Goethe et Chateaubriand
UNE FANTAISIE
d’Alain Lemasson
(LinkedIn le 14 juillet 2020)
La Révolution internet
On a retrouvé les mails échangés par Goethe et Chateaubriand …
5 mai 1806 - Cher René, je ne sais que vous n’aimez point trop l’usage de cette invention nouvelle, mais je ne résiste pas au plaisir de vous parler dès maintenant de votre empereur. Figurez-vous qu’il m’a fait venir à lui hier, à Iéna, dans son camp de commandement. Et vous ne croirez pas quel fut l’objet de notre conversation . Werther ! Oui, mon premier livre, écrit il y a presque trente ans et qui me suit comme une malédiction. « Monsieur Goethe m’a-t-il dit sans préambule, j’ai lu et relu 5 fois « Les souffrances du jeune Werther »… Et il s’est ensuite lancé dans un long monologue. Voulait-il m’impressionner, était-il vraiment à ce point passionné par le livre, je vous avoue ma perplexité et voudrais vous demander votre avis. Votre Johann.

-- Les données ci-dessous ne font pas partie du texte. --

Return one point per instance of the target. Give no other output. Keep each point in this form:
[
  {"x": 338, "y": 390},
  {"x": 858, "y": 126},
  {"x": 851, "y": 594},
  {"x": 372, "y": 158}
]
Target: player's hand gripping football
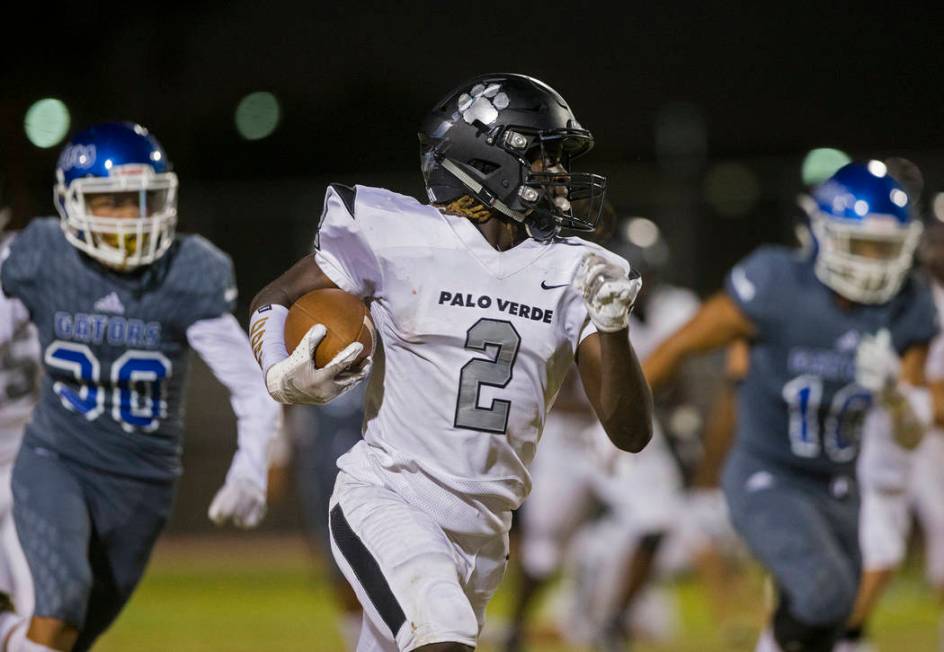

5 mai 1806 – Cher Goethe, j’admire, quoique sans la partager, vous le savez, votre juvénile passion pour les techniques nouvelles de communication. Mais comment pouvez-vous ne pas percevoir la terrible menace qu’elles recèlent, la fin de l’écriture, la fin de la pensée profonde, le triomphe de l’immédiateté, en bref, la lente déliquescence de la culture….
Oui Napoléon ! Il a rétabli l’ordre et restauré l’âme d’un pays que les révolutionnaires avaient détruite. Sa déclaration d’amour à propos de Werther ? Hubris et calcul. Je pense qu’il a voulu préparer la prochaine émission de la Grande Librairie qui lui est consacrée. J’ai oui dire qu’il y serait question de la parution imminente de ses mémoires et qu’il y participerait d’une manière ou d’une autre. Vous savez que je me méfie du personnage, tout en reconnaissant son génie ! Votre René
6 mai 1806 Ah René ! Je vois que vous savez recourir aux techniques honnies. A contre-cœur sans doute, ou, devrais-je dire, à contre-esprit. Je ne désespère point de vous convaincre de leur magie, et plus que cela, de leur part d’humanisme. Humanisme, oui.. La culture, le savoir, la connaissance ne sont plus le fait de quelques-uns. Nul besoin de se déplacer pour s’en nourrir. Pensez, René, que les plus beaux écrits, les plus belles poésies, les œuvres d’art viennent chez vous, chez tous ! La fin d’une forme d’éloignement élitiste. Le concert résonne dans votre salon. Votre parole touche directement les lecteurs de vos livres ! Pensez-y ! Votre Johann
6 mai 1806 Cher Goethe Je crains que votre passion sincère pour les choses techniques, que dis-je, votre émerveillement devant les prouesses de la science ne détournent votre esprit de sa capacité critique. Comment pouvez-vous ne point voir les dangers de cet éparpillement annoncé de la culture ? Les plus grands trésors de notre civilisation déposés partout, au gré des vents, pour un usage incontrôlé. Ne craignez-vous point le détournement des pensées hardies de nos philosophes par des mécréants à des fins misérables de domination et de manipulation ? ,A l’instar de l’hostie sacrée déposée sur la langue du croyant, la culture ne se dépose pas sans préparation dans les esprits! Regardez les dégâts immenses de la révolution qui a coûté tant de vies et détruit tant de richesses. Les civilisations peuvent mourir, et de grands peuples ont disparu dès lors que le pouvoir a été pris par des mécréants. Songez que ces techniques que vous admirez tant véhiculent autant de mal que de bien. Et comment voulez-vous que, sans préparation, le bon peuple distingue le bon grain de l’ivraie ? Vraiment, ce sujet me tourmente ! Votre René.